Critique/docs
Architecture

Model Execution Engine

How Critique manages runtime models, chat models, OpenRouter fallbacks, and exact token cost tracking.

Critique's model execution engine categorizes models into predefined roles (review-lead, review-specialist, remedy, and chat) and leverages OpenRouter for robust fallback chains and exact token tracking.

1. Runtime vs Chat Models

The system categorizes models into two distinct groups, managed in lib/models/catalog.ts:

Runtime Models

These models handle the heavy lifting for automated PR reviews and the Remedy execution layer. Each model is assigned a base creditFloor and a plan tier (standard or ultra):

  • Ultra Plan Models (High Capability):
    • anthropic/claude-opus-4.6:nitro
    • openai/gpt-5.2-pro:nitro
    • openai/gpt-5.4-pro:nitro
  • Standard Plan Models (Main Workhorses):
    • google/gemini-3.1-flash-lite-preview:nitro
    • google/gemini-3-flash-preview:nitro
    • anthropic/claude-sonnet-4.6:nitro
    • x-ai/grok-4.20-beta
    • minimax/minimax-m2.7:nitro

Chat Models

A curated subset available for conversational Q&A and direct UI interactions, managed in lib/ai/chat-models.ts. These models track additional UI-centric attributes like supportsReasoning (for visual thinking UI) and audio capabilities.

2. OpenRouter Native Fallbacks

Unlike systems that manually chain retry logic in code, Critique relies entirely on OpenRouter's native fallback mechanism.

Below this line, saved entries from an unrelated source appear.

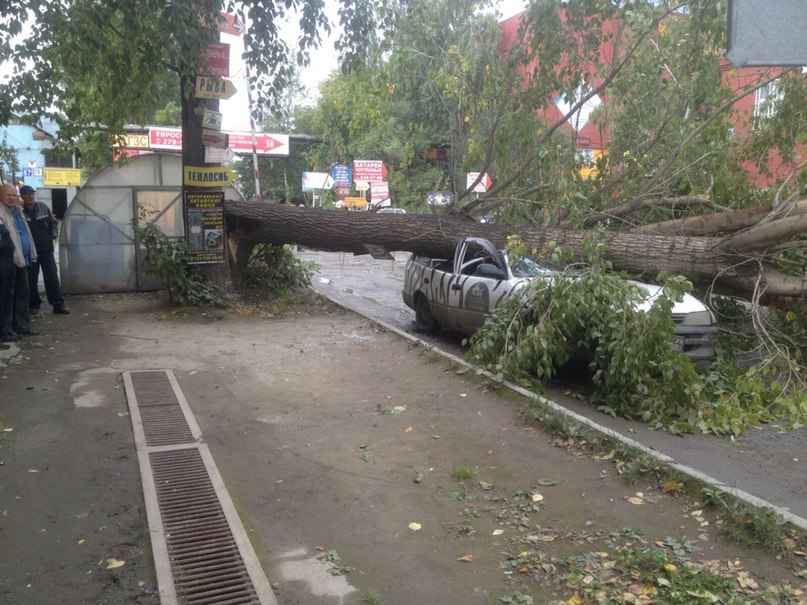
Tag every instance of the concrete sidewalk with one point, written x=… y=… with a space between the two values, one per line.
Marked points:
x=766 y=466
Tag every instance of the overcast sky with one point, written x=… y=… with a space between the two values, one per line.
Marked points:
x=323 y=62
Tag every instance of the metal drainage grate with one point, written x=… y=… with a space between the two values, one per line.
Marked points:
x=162 y=417
x=205 y=560
x=201 y=552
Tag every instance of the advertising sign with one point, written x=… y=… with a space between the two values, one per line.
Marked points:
x=204 y=217
x=230 y=24
x=379 y=191
x=200 y=176
x=265 y=144
x=165 y=138
x=342 y=175
x=369 y=170
x=212 y=119
x=214 y=138
x=355 y=203
x=132 y=141
x=214 y=87
x=62 y=177
x=316 y=180
x=218 y=155
x=215 y=60
x=239 y=142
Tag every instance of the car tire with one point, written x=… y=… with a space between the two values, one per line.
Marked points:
x=423 y=315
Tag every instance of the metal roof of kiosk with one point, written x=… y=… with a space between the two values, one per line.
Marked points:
x=98 y=251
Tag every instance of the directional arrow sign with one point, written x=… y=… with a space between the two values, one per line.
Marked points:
x=212 y=119
x=216 y=155
x=200 y=176
x=214 y=138
x=213 y=87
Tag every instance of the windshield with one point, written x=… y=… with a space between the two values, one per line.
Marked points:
x=526 y=267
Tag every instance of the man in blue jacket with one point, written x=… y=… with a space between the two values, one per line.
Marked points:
x=44 y=229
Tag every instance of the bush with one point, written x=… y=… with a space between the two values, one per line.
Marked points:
x=167 y=259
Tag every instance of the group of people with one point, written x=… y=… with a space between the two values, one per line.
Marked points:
x=27 y=231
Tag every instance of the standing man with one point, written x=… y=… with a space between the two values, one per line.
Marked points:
x=15 y=309
x=44 y=229
x=6 y=272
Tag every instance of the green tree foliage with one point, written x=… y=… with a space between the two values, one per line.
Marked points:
x=91 y=64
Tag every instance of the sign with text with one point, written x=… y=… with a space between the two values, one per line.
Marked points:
x=214 y=87
x=62 y=177
x=230 y=24
x=265 y=144
x=215 y=60
x=200 y=176
x=239 y=142
x=369 y=170
x=204 y=218
x=214 y=138
x=132 y=141
x=119 y=152
x=212 y=119
x=379 y=191
x=316 y=180
x=342 y=175
x=483 y=184
x=356 y=203
x=217 y=155
x=165 y=138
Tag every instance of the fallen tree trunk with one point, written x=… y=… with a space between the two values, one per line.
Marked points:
x=701 y=259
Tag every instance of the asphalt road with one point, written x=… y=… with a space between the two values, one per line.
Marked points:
x=767 y=465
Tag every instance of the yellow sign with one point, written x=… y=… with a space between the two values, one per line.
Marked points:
x=199 y=176
x=132 y=141
x=62 y=177
x=589 y=168
x=355 y=202
x=213 y=87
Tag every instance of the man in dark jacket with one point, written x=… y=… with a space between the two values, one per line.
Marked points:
x=44 y=229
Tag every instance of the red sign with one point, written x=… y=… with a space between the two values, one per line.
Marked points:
x=165 y=138
x=369 y=170
x=215 y=60
x=379 y=191
x=265 y=144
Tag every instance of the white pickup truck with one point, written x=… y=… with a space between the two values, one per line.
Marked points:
x=458 y=293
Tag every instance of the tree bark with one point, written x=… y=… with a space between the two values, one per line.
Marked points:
x=701 y=259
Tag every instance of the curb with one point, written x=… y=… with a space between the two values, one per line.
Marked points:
x=713 y=483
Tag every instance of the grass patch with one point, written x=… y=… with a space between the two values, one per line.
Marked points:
x=462 y=473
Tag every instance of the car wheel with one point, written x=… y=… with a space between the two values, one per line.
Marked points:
x=423 y=316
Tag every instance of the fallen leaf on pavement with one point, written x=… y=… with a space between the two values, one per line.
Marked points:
x=114 y=563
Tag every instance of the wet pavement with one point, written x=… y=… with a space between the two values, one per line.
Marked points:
x=766 y=466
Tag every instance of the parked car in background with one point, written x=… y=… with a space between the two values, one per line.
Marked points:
x=458 y=293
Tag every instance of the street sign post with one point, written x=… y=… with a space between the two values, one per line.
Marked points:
x=217 y=155
x=214 y=138
x=214 y=87
x=201 y=176
x=212 y=119
x=215 y=60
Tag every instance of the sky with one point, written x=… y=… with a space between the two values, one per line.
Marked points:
x=323 y=63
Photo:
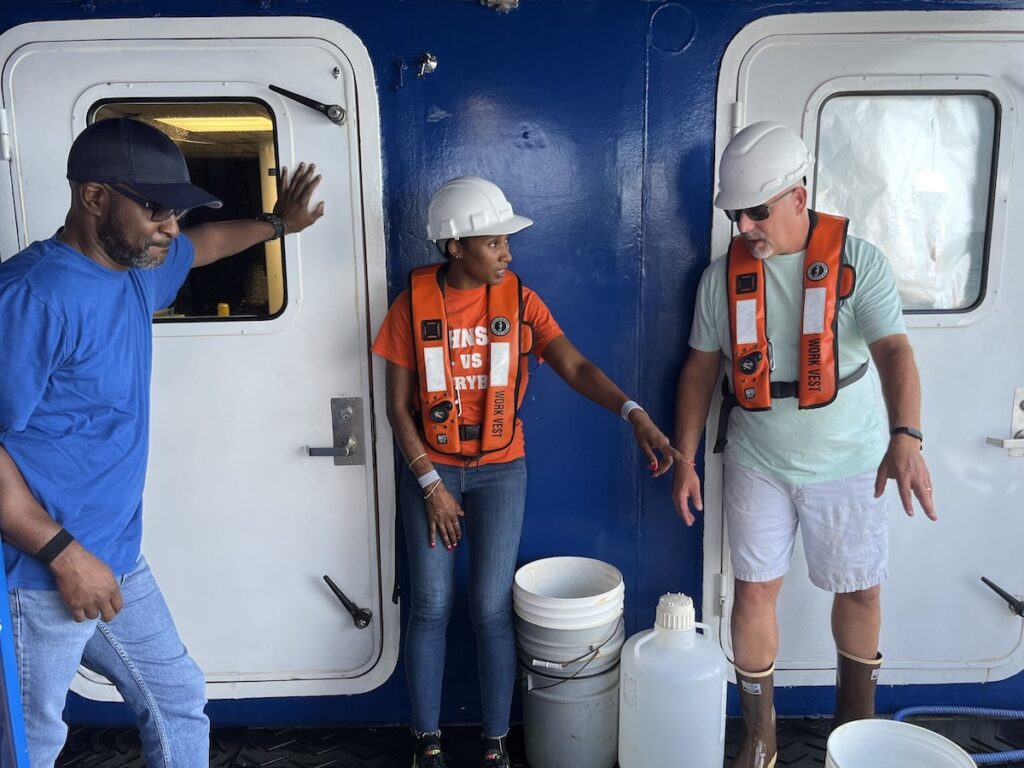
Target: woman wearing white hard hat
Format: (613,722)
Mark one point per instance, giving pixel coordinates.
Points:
(457,345)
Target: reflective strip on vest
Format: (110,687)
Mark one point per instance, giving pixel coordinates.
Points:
(824,290)
(438,398)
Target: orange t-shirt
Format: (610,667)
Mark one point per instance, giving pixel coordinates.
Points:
(467,322)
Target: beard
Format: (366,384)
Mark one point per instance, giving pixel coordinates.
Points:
(123,253)
(759,247)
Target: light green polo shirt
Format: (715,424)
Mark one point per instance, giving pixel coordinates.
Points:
(844,438)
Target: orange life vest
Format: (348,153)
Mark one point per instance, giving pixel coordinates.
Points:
(509,338)
(827,281)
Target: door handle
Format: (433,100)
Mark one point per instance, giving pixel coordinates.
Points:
(1015,444)
(346,425)
(347,450)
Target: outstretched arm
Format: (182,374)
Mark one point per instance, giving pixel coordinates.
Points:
(901,390)
(696,386)
(591,382)
(219,239)
(85,584)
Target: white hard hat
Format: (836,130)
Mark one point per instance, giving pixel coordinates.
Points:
(468,206)
(761,161)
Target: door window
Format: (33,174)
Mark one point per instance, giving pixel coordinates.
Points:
(230,148)
(913,173)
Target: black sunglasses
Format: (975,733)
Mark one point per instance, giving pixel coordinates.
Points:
(157,212)
(757,213)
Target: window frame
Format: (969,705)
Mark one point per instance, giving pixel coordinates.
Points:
(109,100)
(999,177)
(989,198)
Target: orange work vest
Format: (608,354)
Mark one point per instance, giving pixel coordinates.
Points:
(509,338)
(827,281)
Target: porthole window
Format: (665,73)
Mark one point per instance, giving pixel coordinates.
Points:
(230,150)
(913,173)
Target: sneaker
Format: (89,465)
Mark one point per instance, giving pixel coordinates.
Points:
(428,753)
(495,754)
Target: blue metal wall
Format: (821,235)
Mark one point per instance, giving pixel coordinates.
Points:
(597,118)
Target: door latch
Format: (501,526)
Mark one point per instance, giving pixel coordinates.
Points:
(360,616)
(334,113)
(1016,442)
(346,421)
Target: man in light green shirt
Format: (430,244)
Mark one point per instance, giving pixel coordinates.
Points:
(797,462)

  • In lib/review/openrouter.ts, model requests pass a provider object containing allow_fallbacks: config.allowFallbacks.
  • The system executes a POST request to OpenRouter's /chat/completions.
  • If OpenRouter utilizes a fallback (e.g., if the primary model is down or rate-limited), the API returns the ultimately used model in the model field of the response payload.
  • Critique detects this by comparing the requested model to the response model (fallbackUsed: resolvedModel !== args.model) and logs it into the ModelExecutionTelemetry.

3. Token Pricing Cache

Token pricing and cost estimation are heavily optimized using a caching layer found in lib/openrouter/pricing.ts.

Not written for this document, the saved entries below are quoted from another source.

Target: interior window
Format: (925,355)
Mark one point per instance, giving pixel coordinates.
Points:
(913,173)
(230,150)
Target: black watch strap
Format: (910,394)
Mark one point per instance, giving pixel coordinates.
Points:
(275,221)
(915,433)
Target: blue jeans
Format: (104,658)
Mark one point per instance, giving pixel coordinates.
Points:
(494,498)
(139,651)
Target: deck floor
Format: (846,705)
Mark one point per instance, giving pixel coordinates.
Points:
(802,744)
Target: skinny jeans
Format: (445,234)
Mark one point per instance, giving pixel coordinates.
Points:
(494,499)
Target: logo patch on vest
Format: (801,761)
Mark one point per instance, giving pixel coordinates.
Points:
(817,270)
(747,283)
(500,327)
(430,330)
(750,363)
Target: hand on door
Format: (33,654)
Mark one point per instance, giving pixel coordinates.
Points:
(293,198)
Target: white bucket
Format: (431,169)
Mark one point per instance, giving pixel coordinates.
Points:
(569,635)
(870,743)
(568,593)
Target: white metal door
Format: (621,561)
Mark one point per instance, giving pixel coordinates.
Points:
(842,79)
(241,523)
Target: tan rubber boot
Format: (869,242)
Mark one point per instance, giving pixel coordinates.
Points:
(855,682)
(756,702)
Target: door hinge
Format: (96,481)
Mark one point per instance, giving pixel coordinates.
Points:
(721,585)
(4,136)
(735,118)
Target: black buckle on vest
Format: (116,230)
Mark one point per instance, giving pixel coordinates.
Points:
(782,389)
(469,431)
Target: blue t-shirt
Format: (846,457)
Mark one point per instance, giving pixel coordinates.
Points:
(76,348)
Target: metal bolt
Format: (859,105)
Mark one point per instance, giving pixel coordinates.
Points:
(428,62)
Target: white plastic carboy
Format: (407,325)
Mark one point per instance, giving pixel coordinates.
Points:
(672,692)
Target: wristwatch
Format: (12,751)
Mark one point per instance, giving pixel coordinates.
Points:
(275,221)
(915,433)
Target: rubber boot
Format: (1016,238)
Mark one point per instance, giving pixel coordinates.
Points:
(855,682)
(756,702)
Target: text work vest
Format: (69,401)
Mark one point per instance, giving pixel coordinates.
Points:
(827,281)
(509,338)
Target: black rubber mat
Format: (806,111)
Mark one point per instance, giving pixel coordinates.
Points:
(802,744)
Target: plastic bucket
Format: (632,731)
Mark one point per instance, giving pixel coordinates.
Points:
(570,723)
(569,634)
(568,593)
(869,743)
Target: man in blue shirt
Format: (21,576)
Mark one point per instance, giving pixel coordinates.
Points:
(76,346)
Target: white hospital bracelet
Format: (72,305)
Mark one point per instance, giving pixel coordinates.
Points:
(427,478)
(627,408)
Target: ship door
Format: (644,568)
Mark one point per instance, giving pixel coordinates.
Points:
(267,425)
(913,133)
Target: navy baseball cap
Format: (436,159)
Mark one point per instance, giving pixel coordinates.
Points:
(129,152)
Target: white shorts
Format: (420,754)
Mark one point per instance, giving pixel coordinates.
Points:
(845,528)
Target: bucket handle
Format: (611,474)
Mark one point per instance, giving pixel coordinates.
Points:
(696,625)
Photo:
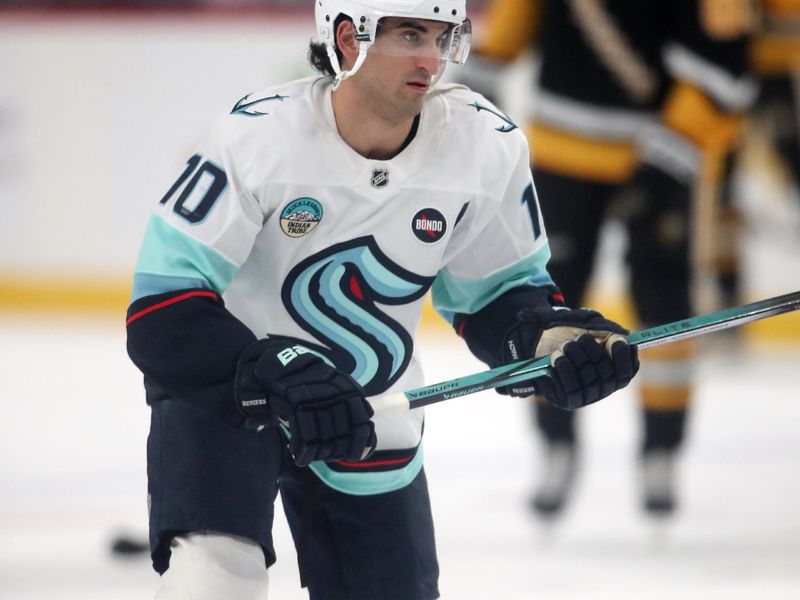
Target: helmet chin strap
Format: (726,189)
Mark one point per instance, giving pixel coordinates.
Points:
(342,75)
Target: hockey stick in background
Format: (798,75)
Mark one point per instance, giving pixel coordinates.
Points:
(532,368)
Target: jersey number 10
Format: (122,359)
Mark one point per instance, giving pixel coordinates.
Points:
(201,192)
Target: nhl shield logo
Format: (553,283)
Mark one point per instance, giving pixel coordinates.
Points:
(380,178)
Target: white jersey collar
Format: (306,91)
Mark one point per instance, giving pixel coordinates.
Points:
(402,167)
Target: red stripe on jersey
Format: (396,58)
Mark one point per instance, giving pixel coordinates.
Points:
(355,288)
(174,300)
(374,463)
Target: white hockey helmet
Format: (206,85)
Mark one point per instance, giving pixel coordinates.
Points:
(366,14)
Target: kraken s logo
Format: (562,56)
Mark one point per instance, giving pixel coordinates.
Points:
(334,296)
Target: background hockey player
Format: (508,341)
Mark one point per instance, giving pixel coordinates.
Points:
(280,283)
(636,97)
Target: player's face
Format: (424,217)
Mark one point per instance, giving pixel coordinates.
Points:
(403,63)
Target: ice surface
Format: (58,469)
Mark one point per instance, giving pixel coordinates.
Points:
(72,466)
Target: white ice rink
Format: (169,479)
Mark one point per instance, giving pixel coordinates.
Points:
(72,438)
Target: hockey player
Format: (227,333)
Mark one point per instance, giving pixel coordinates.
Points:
(634,101)
(279,286)
(775,62)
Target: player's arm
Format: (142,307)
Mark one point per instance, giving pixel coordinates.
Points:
(179,332)
(191,348)
(499,297)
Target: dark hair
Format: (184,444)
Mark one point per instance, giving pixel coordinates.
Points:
(318,54)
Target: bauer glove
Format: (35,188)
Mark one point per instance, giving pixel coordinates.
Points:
(589,355)
(325,410)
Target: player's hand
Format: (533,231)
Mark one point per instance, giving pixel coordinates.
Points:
(589,354)
(325,410)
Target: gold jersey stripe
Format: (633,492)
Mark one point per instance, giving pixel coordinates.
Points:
(509,28)
(689,111)
(658,398)
(578,156)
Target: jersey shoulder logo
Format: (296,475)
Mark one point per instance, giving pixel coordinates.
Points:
(301,216)
(429,225)
(508,126)
(245,108)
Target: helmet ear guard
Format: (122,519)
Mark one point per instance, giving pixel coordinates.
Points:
(366,14)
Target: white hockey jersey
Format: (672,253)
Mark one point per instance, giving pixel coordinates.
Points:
(306,238)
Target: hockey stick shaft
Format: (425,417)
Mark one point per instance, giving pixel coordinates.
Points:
(532,368)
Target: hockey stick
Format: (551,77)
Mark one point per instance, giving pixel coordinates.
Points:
(532,368)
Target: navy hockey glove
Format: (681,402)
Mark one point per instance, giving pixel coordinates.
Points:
(325,410)
(589,355)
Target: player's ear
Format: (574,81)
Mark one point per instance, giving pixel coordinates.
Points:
(346,43)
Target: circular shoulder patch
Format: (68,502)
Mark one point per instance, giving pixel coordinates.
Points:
(300,217)
(429,225)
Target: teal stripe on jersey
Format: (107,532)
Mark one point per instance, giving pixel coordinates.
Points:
(168,252)
(369,483)
(451,295)
(145,284)
(366,483)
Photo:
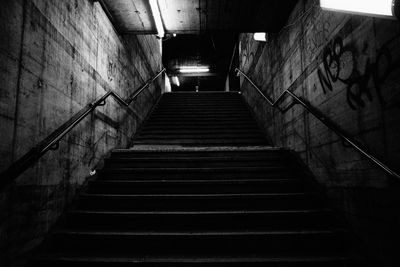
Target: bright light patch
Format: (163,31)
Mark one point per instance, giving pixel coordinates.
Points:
(372,7)
(175,80)
(260,36)
(193,69)
(157,18)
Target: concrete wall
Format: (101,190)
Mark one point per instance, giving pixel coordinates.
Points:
(56,57)
(348,67)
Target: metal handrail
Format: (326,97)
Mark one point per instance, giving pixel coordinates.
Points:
(327,122)
(52,141)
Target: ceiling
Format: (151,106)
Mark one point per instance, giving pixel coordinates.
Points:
(199,16)
(210,50)
(206,32)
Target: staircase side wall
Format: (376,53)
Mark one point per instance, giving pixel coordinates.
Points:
(348,67)
(56,57)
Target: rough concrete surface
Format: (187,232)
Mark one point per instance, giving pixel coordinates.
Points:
(348,67)
(56,57)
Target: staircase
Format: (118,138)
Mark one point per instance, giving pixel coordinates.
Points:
(200,188)
(206,119)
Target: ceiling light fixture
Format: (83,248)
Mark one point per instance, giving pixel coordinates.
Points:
(175,81)
(260,36)
(193,69)
(155,10)
(380,8)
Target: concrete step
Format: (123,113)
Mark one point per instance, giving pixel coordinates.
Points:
(150,220)
(199,202)
(242,259)
(234,141)
(200,173)
(205,241)
(196,186)
(198,162)
(256,153)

  • Pricing Map Cache: The system fetches live pricing per token from https://openrouter.ai/api/v1/models and caches it in memory for 5 minutes (pricingCache).
  • Cost Calculation: The estimateOpenRouterUsageCost function calculates exact usage across 4 dimensions:
    1. promptCostUsd: Calculated purely on uncached prompt tokens (Total Prompt Tokens - Cache Read - Cache Write).
    2. completionCostUsd: Output tokens.
    3. cacheReadCostUsd: Tokens successfully read from the prompt cache.
    4. cacheWriteCostUsd: New tokens written to the prompt cache.

4. Role Routing

Models are heavily categorized by predefined roles (RuntimeModelRole) determining how they are routed and prompted.

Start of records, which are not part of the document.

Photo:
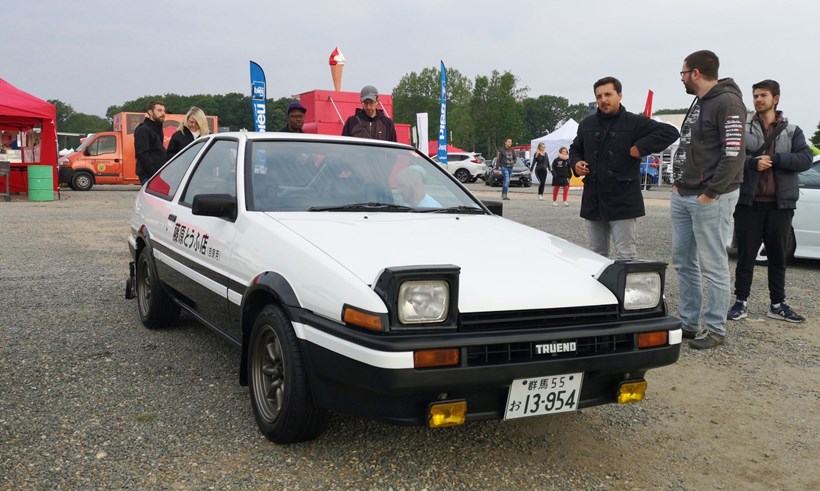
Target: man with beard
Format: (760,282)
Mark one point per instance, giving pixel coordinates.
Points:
(607,151)
(776,152)
(148,138)
(709,177)
(370,122)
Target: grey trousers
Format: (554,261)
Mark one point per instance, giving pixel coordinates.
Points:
(622,233)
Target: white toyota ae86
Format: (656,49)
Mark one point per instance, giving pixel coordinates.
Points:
(346,272)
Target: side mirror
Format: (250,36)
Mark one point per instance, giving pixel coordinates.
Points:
(215,205)
(495,207)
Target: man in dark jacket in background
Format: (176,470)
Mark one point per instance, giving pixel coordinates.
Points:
(709,177)
(148,138)
(776,152)
(607,151)
(369,122)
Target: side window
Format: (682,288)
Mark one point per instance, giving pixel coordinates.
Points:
(166,182)
(103,145)
(215,173)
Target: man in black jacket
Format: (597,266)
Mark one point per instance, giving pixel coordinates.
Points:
(370,122)
(148,138)
(607,151)
(776,152)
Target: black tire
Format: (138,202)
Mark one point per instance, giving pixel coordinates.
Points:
(463,175)
(156,308)
(280,395)
(82,181)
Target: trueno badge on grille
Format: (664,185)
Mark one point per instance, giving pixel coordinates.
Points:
(552,348)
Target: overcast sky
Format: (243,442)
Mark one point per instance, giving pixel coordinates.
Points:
(93,54)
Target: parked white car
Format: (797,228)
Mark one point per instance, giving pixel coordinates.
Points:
(347,273)
(466,166)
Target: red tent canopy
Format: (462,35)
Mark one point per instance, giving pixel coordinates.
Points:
(20,111)
(432,147)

  • Specialist Models (runOpenRouterSpecialist): Routed a ranked list of relevant files (e.g., Security prioritizes auth/ or /api/ files; Tests prioritize missing coverage). They receive heuristic hints and strict temperature settings (0.1), generating structured JSON findings (severity, confidence, exact line numbers).
  • Lead Models (generateOpenRouterLeadCopy): Synthesizes deterministic findings into a cohesive, non-hyperbolic Pull Request review. The Lead is routed the output of the specialists, instructed to preserve the actual verdict, collapse overlapping test-gap findings, and emphasize product risk over generic hygiene language.
  • Chat Models (getChatModelId): Separated from backend review automation, these models handle user Q&A interactions and dynamic code explanations, leveraging UI-centric parameters.